When you are faced with a big task or project, the best thing to do is to start by breaking the work down into the smallest possible tasks. The work or reducing work to small tasks means that if you start with the job of “create a new product,” you should then determine all of the smaller tasks that need to go into this. But don’t start just listing things, start by thinking about the next-level tasks that would feed into creating a new product. 

With Create A Product as your project, your next-level grouping could be:

  1. Determine the most desirable features that the customers want. 
  2. Determine the markets where you want to sell the next product.
  3. Determine the use of the product. 
  4. Determine the manufacturing process. 

Once you have these four groups, you can break each item down into sub-tasks. And each of those sub-tasks into smaller tasks. 
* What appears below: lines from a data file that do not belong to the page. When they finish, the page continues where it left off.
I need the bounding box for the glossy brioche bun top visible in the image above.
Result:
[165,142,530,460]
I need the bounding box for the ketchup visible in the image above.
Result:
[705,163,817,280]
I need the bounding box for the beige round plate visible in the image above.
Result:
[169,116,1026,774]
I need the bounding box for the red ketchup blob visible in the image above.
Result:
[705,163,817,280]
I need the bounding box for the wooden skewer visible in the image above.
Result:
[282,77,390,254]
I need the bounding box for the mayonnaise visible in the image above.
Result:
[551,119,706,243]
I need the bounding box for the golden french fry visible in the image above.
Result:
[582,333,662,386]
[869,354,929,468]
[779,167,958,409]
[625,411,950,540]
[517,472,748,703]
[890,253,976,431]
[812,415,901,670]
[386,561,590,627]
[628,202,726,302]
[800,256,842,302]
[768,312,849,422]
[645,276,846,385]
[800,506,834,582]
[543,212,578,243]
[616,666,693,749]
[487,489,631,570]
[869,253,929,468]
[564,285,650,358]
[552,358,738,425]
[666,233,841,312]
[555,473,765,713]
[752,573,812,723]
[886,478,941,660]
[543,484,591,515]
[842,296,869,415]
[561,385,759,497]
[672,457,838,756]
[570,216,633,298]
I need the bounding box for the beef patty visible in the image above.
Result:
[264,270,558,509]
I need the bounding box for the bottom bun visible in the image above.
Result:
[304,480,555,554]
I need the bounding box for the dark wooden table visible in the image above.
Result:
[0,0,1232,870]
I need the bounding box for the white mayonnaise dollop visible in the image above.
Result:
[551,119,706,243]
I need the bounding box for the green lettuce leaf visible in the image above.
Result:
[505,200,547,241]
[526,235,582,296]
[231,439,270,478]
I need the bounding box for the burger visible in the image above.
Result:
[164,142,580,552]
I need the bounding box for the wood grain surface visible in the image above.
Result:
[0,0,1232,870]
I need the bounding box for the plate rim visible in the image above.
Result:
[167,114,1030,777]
Keep breaking the tasks down until you get to the point that it would seem unreasonable to break the task down any more. Then go one level smaller. By reducing each piece of work to the smallest possible piece of work, you can correctly estimate time, cost, and quality for each piece of work. At the same time, the whole work-breakdown exercise lets you determine how big the scope of your project is. If you create a work-breakdown and find out that the schedule or budget is beyond what the organization can afford, you can make changes in the planning stage to address issues. 

Take time to make a work breakdown structure for each of your projects. It will be a useful roadmap, as well as a good place to start conversations about the change that will be delivered by your project.